I filled up the hard disk on my VPS with Vikunja/Docker logs at one point and that was with the instance IP restricted to me and with myself as the only user =D

Yeah I think that sounds reasonable, but as @adrinux correctly pointed out it is rather unlikely.

Thanks guys, I’m glad to know that. I was just worried since it does open up an attack vector and I want to be careful.

Lol I read that thread before posting since it was somewhat similar to what I was concerned about!
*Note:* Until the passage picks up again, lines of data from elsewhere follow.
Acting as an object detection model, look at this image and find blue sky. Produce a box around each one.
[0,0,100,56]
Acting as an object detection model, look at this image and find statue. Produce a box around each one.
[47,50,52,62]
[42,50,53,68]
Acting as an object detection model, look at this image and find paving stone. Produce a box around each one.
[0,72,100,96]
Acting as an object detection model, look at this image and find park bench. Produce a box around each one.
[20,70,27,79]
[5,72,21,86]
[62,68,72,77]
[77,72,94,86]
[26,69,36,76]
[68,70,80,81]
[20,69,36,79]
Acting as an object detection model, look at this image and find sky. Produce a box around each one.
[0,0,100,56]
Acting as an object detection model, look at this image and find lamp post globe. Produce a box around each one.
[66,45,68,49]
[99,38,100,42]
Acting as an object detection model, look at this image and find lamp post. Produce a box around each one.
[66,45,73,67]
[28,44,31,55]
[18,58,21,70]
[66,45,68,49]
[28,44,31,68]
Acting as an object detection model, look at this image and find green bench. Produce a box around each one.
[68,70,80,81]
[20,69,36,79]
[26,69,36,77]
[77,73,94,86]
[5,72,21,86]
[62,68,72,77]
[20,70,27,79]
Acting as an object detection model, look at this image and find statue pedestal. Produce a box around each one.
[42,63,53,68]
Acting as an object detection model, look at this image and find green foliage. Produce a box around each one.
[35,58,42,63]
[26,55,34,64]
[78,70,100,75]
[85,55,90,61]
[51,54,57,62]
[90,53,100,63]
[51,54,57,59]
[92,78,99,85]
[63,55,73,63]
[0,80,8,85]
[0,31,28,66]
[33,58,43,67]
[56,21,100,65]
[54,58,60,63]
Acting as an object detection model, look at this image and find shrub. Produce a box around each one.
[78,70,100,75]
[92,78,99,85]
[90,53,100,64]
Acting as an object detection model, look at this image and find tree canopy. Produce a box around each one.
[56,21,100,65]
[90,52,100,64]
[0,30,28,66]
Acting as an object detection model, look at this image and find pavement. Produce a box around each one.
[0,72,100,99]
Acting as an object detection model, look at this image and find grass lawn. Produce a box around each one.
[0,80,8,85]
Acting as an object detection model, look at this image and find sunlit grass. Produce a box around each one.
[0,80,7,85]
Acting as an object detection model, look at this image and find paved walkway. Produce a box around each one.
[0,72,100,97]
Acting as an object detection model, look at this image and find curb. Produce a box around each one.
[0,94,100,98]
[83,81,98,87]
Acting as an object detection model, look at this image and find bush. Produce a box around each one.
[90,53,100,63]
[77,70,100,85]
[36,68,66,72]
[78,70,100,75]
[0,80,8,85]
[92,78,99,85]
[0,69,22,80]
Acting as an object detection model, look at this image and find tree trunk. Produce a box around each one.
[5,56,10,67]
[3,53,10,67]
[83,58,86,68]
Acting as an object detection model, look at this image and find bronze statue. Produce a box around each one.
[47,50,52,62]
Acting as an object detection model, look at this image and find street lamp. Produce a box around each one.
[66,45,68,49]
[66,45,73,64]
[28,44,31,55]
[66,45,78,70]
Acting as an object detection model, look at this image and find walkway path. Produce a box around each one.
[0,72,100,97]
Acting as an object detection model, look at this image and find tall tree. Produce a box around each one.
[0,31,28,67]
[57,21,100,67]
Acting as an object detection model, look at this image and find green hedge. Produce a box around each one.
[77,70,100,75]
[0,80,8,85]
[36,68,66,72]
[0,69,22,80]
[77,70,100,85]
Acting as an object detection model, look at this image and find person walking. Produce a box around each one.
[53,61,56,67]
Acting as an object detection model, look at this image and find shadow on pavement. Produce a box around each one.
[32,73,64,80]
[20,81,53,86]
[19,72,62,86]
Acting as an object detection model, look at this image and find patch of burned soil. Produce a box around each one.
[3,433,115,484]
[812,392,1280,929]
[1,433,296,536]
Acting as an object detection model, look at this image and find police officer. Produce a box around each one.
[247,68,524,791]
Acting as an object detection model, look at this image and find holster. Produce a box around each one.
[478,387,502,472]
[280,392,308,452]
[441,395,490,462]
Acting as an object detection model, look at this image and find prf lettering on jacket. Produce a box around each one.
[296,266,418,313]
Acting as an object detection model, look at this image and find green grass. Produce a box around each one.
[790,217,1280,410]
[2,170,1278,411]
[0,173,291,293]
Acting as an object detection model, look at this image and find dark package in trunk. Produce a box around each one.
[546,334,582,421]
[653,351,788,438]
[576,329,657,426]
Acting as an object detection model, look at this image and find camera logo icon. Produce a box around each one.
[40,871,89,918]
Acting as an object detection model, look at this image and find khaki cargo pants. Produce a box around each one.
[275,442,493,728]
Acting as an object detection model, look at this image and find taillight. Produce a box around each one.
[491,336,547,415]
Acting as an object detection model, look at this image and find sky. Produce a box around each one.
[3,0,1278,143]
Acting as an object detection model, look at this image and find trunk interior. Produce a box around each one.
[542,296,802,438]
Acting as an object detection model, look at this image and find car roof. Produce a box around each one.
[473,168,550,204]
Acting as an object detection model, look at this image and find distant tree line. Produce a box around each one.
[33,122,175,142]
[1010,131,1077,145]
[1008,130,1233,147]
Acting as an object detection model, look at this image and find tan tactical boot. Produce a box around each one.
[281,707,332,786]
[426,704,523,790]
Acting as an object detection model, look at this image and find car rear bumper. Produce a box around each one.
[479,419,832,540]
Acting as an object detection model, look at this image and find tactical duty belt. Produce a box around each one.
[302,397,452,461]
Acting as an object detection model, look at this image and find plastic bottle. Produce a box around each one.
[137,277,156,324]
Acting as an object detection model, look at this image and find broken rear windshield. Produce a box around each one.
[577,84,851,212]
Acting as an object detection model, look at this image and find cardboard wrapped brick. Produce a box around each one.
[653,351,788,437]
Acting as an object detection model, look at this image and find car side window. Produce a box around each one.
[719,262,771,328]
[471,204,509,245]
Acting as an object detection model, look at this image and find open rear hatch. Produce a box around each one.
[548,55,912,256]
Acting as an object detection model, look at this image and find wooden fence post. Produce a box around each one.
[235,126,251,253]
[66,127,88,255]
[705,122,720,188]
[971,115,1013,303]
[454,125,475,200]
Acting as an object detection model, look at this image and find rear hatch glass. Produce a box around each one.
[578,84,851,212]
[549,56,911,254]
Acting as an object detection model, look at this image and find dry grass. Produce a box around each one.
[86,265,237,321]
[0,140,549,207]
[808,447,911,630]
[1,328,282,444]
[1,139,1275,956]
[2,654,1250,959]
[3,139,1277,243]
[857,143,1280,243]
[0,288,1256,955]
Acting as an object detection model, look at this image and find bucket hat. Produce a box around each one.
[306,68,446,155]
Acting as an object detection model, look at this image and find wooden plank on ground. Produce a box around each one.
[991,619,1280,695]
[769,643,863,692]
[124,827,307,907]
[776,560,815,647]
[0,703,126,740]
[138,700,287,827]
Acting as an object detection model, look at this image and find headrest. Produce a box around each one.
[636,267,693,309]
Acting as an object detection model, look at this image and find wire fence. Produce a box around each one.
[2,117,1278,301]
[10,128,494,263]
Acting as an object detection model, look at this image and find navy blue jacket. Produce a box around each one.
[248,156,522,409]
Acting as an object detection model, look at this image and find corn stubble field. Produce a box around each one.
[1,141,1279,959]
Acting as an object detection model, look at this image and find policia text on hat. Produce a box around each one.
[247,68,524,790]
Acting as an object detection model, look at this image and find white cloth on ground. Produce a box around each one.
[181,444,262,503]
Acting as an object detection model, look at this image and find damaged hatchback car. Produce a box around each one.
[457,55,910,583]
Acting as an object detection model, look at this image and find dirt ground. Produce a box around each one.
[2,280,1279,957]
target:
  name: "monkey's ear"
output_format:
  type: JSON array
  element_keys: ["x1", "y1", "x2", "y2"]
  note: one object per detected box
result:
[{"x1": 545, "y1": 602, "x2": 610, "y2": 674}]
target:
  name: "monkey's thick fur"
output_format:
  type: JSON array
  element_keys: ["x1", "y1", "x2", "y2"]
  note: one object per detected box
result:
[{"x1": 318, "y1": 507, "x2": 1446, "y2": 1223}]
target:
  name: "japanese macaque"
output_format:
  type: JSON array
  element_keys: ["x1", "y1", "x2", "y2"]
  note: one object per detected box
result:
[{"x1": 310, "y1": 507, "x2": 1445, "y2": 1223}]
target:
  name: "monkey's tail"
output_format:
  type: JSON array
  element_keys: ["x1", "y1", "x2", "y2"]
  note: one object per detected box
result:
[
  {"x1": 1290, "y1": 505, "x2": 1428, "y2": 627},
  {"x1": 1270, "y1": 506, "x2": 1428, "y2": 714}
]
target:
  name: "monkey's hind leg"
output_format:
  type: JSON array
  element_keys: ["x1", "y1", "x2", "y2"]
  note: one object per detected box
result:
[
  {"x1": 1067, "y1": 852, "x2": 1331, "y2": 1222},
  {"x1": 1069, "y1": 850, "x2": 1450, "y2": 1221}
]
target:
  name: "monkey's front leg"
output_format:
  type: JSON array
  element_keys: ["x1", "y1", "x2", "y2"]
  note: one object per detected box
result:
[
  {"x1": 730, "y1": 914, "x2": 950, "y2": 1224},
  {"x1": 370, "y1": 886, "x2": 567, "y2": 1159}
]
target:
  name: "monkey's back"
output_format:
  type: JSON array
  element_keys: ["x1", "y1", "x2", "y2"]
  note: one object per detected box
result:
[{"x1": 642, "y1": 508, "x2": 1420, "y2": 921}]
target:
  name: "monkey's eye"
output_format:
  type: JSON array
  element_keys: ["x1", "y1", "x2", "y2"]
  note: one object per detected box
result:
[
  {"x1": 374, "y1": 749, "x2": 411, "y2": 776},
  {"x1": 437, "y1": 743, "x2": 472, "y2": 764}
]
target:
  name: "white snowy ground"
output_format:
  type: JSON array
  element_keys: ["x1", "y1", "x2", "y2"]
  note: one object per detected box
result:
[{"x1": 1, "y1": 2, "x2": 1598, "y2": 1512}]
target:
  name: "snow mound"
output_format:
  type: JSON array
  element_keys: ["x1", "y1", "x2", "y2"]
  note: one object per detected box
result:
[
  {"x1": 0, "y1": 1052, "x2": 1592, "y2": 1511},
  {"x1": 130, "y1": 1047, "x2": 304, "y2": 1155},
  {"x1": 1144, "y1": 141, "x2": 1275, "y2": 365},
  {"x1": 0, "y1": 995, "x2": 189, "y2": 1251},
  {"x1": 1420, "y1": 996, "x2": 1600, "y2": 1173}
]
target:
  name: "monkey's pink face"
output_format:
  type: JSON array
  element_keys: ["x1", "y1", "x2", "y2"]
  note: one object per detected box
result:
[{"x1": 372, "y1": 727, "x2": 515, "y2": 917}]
Now that I have a solution, does anyone know why I can’t get a config.yml going? I’m running the docker-compose version and I have a volume bind to the file directory, but that’s not where vikunja looks for the config. If try to bind to anything else vikunja tends to freak out and not know what to do.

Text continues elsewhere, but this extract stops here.